Virtual machine health checks

Virtual machine health checks

You can configure virtual machine (VM) health checks by defining readiness and liveness probes in the VirtualMachine resource.

About readiness and liveness probes

Use readiness and liveness probes to detect and handle unhealthy virtual machines (VMs). You can include one or more probes in the specification of the VM to ensure that traffic does not reach a VM that is not ready for it and that a new VM is created when a VM becomes unresponsive.

A readiness probe determines whether a VM is ready to accept service requests. If the probe fails, the VM is removed from the list of available endpoints until the VM is ready.

A liveness probe determines whether a VM is responsive. If the probe fails, the VM is deleted and a new VM is created to restore responsiveness.
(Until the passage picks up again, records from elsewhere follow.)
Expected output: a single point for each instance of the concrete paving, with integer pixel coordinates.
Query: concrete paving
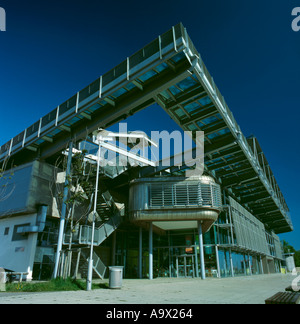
(239, 290)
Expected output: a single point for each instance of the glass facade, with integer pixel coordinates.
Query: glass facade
(176, 254)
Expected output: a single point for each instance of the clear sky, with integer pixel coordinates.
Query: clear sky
(52, 49)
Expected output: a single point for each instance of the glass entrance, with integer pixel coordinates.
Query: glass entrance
(185, 266)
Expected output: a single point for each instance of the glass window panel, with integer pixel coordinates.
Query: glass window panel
(161, 67)
(186, 83)
(179, 112)
(191, 107)
(175, 91)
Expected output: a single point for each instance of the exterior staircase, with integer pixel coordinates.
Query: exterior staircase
(109, 218)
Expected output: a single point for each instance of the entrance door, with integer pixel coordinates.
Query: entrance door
(185, 266)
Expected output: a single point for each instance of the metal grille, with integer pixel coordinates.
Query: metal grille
(249, 231)
(184, 194)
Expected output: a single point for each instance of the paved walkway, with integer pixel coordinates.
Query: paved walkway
(238, 290)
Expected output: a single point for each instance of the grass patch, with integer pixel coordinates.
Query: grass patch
(52, 285)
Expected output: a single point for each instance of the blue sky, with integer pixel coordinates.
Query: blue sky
(52, 49)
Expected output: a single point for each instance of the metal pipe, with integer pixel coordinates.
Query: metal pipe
(90, 264)
(150, 251)
(141, 253)
(63, 211)
(201, 250)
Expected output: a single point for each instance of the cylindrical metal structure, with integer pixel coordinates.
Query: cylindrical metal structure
(175, 199)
You can configure readiness and liveness probes by setting the spec.readinessProbe and the spec.livenessProbe fields of the VirtualMachine object. These fields support the following tests:

HTTP GET

The probe determines the health of the VM by using a web hook. The test is successful if the HTTP response code is between 200 and 399. You can use an HTTP GET test with applications that return HTTP status codes when they are completely initialized.

TCP socket

The probe attempts to open a socket to the VM. The VM is only considered healthy if the probe can establish a connection. You can use a TCP socket test with applications that do not start listening until initialization is complete.

Guest agent ping

The probe uses the guest-ping command to determine if the QEMU guest agent is running on the virtual machine.

Defining an HTTP readiness probe

Define an HTTP readiness probe by setting the spec.readinessProbe.httpGet field of the virtual machine (VM) configuration.

Procedure

Include details of the readiness probe in the VM configuration file.
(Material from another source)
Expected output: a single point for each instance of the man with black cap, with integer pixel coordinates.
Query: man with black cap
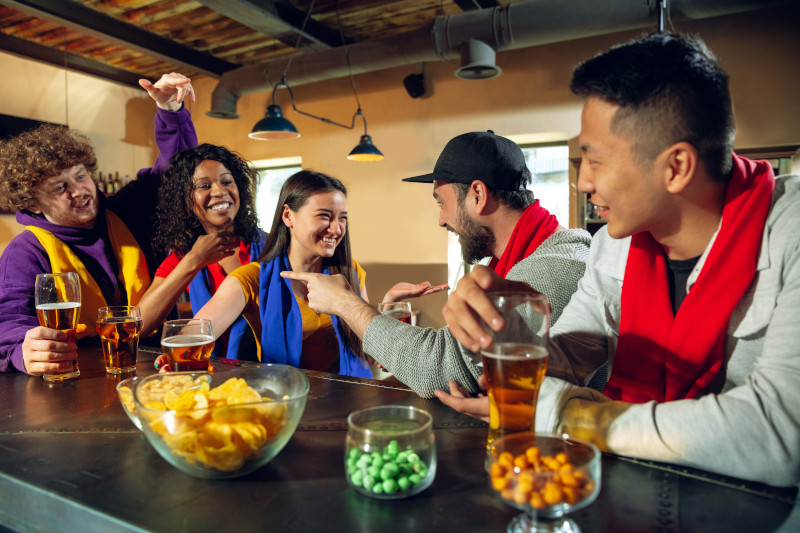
(480, 184)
Sample readiness probe with an HTTP GET test

# ...
spec:
  readinessProbe:
    httpGet: (1)
      port: 1500 (2)
      path: /healthz (3)
      httpHeaders:
      - name: Custom-Header
        value: Awesome
    initialDelaySeconds: 120 (4)
    periodSeconds: 20 (5)
    timeoutSeconds: 10 (6)
    failureThreshold: 3 (7)
    successThreshold: 3 (8)
# ...

1	The HTTP GET request to perform to connect to the VM.
2	The port of the VM that the probe queries. In the above example, the probe queries port 1500.
3	The path to access on the HTTP server. In the above example, if the handler for the server’s /healthz path returns a success code, the VM is considered to be healthy. If the handler returns a failure code, the VM is removed from the list of available endpoints.
4	The time, in seconds, after the VM starts before the readiness probe is initiated.
5	The delay, in seconds, between performing probes. The default delay is 10 seconds. This value must be greater than `timeoutSeconds`.
6	The number of seconds of inactivity after which the probe times out and the VM is assumed to have failed. The default value is 1. This value must be lower than `periodSeconds`.
7	The number of times that the probe is allowed to fail. The default is 3. After the specified number of attempts, the pod is marked `Unready`.
8	The number of times that the probe must report success, after a failure, to be considered successful. The default is 1.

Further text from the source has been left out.